Today the sun is directly overhead shinning so brightly it’s almost unbearable.
When the sun is not shining, I know it’s still there. Just as I know God loves me even when I might not be feeling it.
Gods love was not on my mind a year ago. I was so trapped, not knowing which way to turn. Those that should have been helping me where not: I was left in an impossible situation.

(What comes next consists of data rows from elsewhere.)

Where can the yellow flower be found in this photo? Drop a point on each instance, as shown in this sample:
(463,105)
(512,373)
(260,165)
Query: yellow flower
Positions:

Twelve months today I was reading “ From fear to love by Bryan Post” a love based approach to helping parent children that have been adopted or in care.
“There is no fear in love. But perfect love drives out fear.” 1 John 4:18
I wanted to find out more; just reading the bible passage as part of Bryan’s book that night did not seem enough.
I wanted to read it from the bible. Their was a strong need to want to try understand what was being said and why.
Reading a Bible verse more than once was something that I would not normally do. I read 1 John 4:18 over and over again that evening. Stopping to spend time researching the verse on the internet. Desperately trying to understand why love and fear cannot co exist.
Learning that some of us can be so afraid of love we push it away. I understood that if you feel Gods love you cannot be afraid . God will look after you.
Within hours I suddenly found myself home alone and very scared.
Someone else’s fear had shattered my life and those that I love where also destroyed.
God is so amazing giving me that one verse to hold onto. Curled up on the sofa: crying, rocking and shaking I was not angry only scared. I understood why it had happened.
Through my tears and uncontrollable shacking somehow I understood God was with me.